Simply because of what they do in the body. Without spending all night (I'm going to bed in a minute) here is a quick copy paste that I just grabbed to save time--bottom line, they both do so much from a muscular and metabolic standpoint counting them as whole proteins is fine, AS LONG AS THEY ARE USED IN CONJUNCTION (not neccesarily taken at the same time) with whole protiens.
If you prefer not to count them that way, fine. But based on experience they are much more anabolic than plain "complete" proteins when used in conjuction with an already high protein diet.
BCAA’s are Branched Chain Amino Acids consisting 3 essential amino acids leucine, isoleucine, and valine. They are considered essential amino acids because human beings cannot survive unless these amino acids are present in the diet.
They are called BCAA's because they structurally branch off another chain of atoms instead of forming a line. Together they comprise approx. 1/3 of human muscle tissue. The BCAA's consist of 3 essential amino acids: leucine, isoleucine, and valine.
Studies have shown that BCAA's help to stimulate protein synthesis and inhibit its breakdown, so BCAA's have powerful anabolic and anti-catabolic effects on the body.

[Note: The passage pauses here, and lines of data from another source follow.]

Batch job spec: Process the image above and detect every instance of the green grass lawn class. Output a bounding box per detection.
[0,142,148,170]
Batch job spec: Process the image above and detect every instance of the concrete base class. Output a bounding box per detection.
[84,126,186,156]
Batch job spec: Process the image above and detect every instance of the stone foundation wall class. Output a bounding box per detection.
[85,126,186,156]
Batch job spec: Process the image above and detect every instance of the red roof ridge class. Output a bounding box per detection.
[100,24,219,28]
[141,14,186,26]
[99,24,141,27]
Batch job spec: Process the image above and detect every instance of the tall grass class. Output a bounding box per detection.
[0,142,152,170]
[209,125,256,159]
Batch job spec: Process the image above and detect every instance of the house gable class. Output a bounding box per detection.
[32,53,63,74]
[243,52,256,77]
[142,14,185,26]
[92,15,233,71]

BCAA's have a very important role in sports nutrition. If the liver's glycogen stores are depleted during exercise, the body manufactures glucose from other substrates, including proteins & amino acids. The exercising muscle releases BCAA's to be broken down to make the amino acid alanine, which is then transported to the liver for conversion to glucose. BCAA's are unique in that they can also be converted and shuttled directly into energy production in muscle itself. It is essential that the athletes’ diet is supplemented with a protein source rich in BCAA's (i.e. whey protein) to reduce muscle breakdown, maintaining exercise performance and intensity and assist muscle recovery and growth. Therefore, unlike other amino acids, BCAA's provide energy directly to the muscle tissue. In fact during prolonged athletic activity, BCAA's serve as a valuable fuel source - providing as much as 15% of the body's total energy needs. If you do not consume enough BCAA's when needed (i.e. during intense physical activity, illness, or dieting) you may breakdown muscle to liberate BCAA's for more urgent demands in other tissues.
In conclusion BCAA’s have been shown to assist with;
• energy production
• decrease exercise-induced protein degradation and/or muscle enzyme release (which is an indicator of muscle damage)
• muscle growth,
• BCAA supplementation during intense training may help minimize protein degradation and thereby lead to greater gains in FFM (fat free mass).

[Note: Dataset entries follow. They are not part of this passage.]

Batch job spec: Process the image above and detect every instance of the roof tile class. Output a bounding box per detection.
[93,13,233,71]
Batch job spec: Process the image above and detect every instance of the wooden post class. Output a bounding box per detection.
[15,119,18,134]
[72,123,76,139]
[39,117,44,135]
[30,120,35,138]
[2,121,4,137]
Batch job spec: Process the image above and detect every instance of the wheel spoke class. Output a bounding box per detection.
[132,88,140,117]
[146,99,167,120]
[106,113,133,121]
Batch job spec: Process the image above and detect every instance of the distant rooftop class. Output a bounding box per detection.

• and recovery fat burning
Glutamine is highly in demand throughout the body. It is used in the gut and immune system extensively to maintain optimal performance. 60% of free-form amino acids floating in skeletal muscles is L-glutamine. L-glutamine plays a very important role in protein metabolism, and it appears to be a very important nutrient for body builders. When supplemented, it may help body builders reduce the amount of muscle deterioration that occurs because other tissues that need glutamine will not rob the glutamine stored in the muscle cells.
Research shows that after intensely working out, glutamine levels in the body are reduced by as much as 50%. Since the body relies on glutamine as cellular fuel for the immune system, scientific studies have shown that glutamine supplementation can minimize the breakdown of muscle tissue and improve protein metabolism. Its effects on replenishing the body after stress or trauma have been shown in Europe where it is commonly given to patients in hospitals.